MÉRIDA, Mexico – Artists of different nationalities have spoken out in favor of change in Venezuela.
Ricardo Montaner, Franco de Vita, Paulina Rubio, Carlos Vives and Alejandro Sanz wish for the end of the Nicolás Maduro regime and a democratic transition in Venezuela.
“Venezuela, I am with you, we have to do something, together we can do it.” tweeted Paulina Rubio.
The Mexican singer also shared a YouTube video explaining the context in which the elections are taking place.
Colombian Carlos Vives shared a message with his Venezuelan friends encouraging them to embrace this moment of “spreading their wings” again
“Venezuela, you have the key to my heart and I only hope that we all meet again. Things have to change, I am with you,” Vives said on his networks.
“Hopefully tomorrow change will become a reality. Every vote… A voice, a hope, a future. Venezuela, tomorrow with you,” he asked, for his part, Spanish singer Alejandro Sanz.
Likewise, popular Venezuelan singer-songwriters such as Ricardo Montaner and Franco de Vita have shared the desire for change of many Venezuelans.
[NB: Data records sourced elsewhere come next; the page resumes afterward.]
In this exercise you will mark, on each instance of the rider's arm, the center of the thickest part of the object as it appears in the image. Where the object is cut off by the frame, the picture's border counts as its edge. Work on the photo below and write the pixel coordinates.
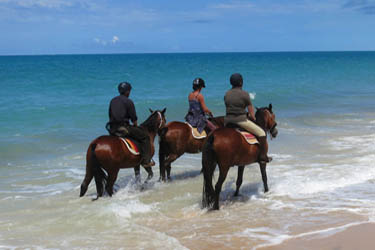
(250, 109)
(203, 104)
(132, 113)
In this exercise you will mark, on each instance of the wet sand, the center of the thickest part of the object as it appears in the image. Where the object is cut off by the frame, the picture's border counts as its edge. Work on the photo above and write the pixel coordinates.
(359, 237)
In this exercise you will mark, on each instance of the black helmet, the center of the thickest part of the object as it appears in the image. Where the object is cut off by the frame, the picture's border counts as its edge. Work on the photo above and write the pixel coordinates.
(123, 87)
(198, 83)
(236, 80)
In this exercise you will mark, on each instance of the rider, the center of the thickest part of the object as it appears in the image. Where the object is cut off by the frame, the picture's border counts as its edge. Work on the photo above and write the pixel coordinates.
(236, 102)
(121, 112)
(197, 108)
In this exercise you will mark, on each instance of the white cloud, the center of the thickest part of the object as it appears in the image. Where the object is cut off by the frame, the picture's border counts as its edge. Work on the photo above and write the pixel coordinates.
(115, 39)
(232, 6)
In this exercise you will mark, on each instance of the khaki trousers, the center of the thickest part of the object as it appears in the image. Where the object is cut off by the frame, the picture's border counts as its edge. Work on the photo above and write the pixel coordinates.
(252, 128)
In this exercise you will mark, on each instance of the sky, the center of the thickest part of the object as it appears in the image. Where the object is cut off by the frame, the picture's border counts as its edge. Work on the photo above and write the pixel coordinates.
(31, 27)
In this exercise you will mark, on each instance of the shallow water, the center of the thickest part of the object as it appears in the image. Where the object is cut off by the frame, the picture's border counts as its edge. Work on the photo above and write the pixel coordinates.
(321, 179)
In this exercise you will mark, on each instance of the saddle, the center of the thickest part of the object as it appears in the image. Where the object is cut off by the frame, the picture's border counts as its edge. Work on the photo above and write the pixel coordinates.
(131, 145)
(250, 138)
(196, 134)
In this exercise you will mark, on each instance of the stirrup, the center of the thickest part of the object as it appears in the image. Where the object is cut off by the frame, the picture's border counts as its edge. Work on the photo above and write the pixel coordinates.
(150, 164)
(269, 159)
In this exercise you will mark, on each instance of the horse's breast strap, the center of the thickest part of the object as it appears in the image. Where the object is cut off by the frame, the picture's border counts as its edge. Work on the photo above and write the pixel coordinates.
(250, 138)
(196, 134)
(130, 145)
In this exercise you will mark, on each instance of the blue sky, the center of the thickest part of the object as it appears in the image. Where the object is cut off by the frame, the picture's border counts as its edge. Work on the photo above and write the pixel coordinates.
(143, 26)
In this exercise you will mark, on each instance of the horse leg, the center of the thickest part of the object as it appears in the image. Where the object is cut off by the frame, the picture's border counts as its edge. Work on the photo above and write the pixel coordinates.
(112, 176)
(137, 173)
(162, 157)
(167, 166)
(239, 179)
(219, 184)
(150, 174)
(262, 166)
(86, 181)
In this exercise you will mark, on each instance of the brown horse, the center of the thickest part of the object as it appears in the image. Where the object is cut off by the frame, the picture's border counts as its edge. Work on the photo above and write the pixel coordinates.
(226, 147)
(110, 154)
(175, 140)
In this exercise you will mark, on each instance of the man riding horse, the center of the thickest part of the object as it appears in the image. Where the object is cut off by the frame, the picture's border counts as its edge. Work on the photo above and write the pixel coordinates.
(236, 102)
(121, 112)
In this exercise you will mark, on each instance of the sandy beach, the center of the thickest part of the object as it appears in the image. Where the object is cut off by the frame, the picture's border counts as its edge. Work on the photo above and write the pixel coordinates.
(353, 238)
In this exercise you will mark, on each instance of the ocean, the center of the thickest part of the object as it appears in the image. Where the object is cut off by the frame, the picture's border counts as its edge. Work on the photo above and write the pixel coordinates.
(321, 180)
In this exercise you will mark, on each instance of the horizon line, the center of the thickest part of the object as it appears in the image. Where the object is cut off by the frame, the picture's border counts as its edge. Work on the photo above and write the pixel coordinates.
(207, 52)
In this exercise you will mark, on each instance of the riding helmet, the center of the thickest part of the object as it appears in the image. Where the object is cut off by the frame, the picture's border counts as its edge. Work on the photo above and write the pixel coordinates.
(199, 82)
(124, 87)
(236, 80)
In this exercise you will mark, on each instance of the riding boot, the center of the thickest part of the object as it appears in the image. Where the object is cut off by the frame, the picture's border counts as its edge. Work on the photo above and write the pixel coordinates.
(263, 146)
(146, 153)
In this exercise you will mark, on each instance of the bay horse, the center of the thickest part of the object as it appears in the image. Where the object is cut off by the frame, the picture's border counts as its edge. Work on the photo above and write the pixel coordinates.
(175, 139)
(226, 148)
(107, 154)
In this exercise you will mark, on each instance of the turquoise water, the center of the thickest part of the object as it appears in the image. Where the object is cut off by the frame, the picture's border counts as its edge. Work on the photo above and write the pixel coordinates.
(51, 107)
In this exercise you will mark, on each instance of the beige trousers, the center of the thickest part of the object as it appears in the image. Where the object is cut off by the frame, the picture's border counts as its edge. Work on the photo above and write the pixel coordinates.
(252, 128)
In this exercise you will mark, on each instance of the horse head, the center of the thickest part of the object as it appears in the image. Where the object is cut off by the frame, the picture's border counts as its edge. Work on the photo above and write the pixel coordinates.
(266, 119)
(156, 120)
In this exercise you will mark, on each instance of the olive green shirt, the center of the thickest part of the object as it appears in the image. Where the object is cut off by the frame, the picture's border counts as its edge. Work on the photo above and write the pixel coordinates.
(236, 101)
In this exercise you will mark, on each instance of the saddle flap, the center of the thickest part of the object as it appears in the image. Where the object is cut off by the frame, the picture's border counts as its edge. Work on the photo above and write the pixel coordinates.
(196, 134)
(131, 145)
(250, 138)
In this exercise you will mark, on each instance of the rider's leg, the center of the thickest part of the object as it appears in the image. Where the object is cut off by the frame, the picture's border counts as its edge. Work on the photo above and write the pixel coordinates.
(261, 136)
(141, 136)
(210, 125)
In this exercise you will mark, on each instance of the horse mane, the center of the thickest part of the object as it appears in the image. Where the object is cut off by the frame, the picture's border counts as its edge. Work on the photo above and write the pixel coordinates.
(259, 117)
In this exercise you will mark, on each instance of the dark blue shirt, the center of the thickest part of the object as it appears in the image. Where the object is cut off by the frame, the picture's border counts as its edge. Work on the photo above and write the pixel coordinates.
(121, 110)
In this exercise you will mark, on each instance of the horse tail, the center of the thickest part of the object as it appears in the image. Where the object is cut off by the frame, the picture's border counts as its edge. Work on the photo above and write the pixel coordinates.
(99, 174)
(209, 162)
(163, 151)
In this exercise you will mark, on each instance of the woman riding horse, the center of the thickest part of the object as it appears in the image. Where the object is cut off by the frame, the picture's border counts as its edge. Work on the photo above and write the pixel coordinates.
(176, 138)
(197, 108)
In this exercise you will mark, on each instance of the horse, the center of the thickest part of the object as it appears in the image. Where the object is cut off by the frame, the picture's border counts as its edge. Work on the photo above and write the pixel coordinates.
(108, 153)
(175, 139)
(226, 147)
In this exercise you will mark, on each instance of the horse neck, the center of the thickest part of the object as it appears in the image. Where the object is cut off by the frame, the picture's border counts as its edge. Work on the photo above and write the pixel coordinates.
(149, 131)
(261, 122)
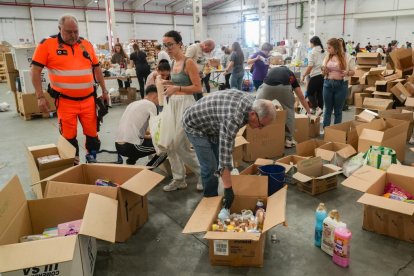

“The country that embraced me since I arrived as a child, the one that raised me and gave me a beautiful family, a wonderful wife and talented and good children, 5 of whom were born in Venezuela and 8 of them grandchildren with Venezuelan blood, the land that sheltered my parents and opened its arms to us when we arrived from Argentina,” Montaner began by saying in a long text.
“The place where my beginnings found the first applause, there in my beloved Maracaibo… that ‘Little Venice’, that generous land, the Venezuela full of nature, contrasts and hope, is about to give birth…”, added the singer-songwriter who then assured that “A new nation is about to be born.”
Montaner asked that the election day be “a day of encounter and not of divisions, it is an opportunity that not everyone has… it is a day of reconciliation, that is why this call.”
Franco de Vita shared an emotional video accompanied by his song in support of María Corina Machado and the Venezuelan opposition.
“Your vote is the key,” he wrote on his networks.
Venezuela votes for the end of Chavismo or its continuation
Ripewho has used all the resources of the State to support his campaign, and who controls Venezuelan institutions, including the electoral one, has threatened a bloodbath if he does not win.
On Friday, at the end of his campaign, he said that “we will not allow them to continue causing harm, their time is up (…) There will be an iron fist and justice for the fascists and the violent ones.”
On Sunday morning, social media showed large crowds gathering to vote at polling stations.
Twenty minutes after polling stations opened at 6 a.m., Maduro voted and said he would only abide by the special bulletins issued by the electoral authority.
“The electoral referee’s word is sacred and I will ensure that it is respected. And I call on the ten presidential candidates to respect, to make others respect and to publicly declare that they will respect the results,” he said after voting.
Opposition leaders, for their part, have highlighted the massive participation and called on Venezuelans to put an end to Chavismo at the polls.
The winning candidate will take over the Venezuelan government six months after the elections, so if the opposition wins, all scenarios are open and the process of a potential transition is expected to be tortuous.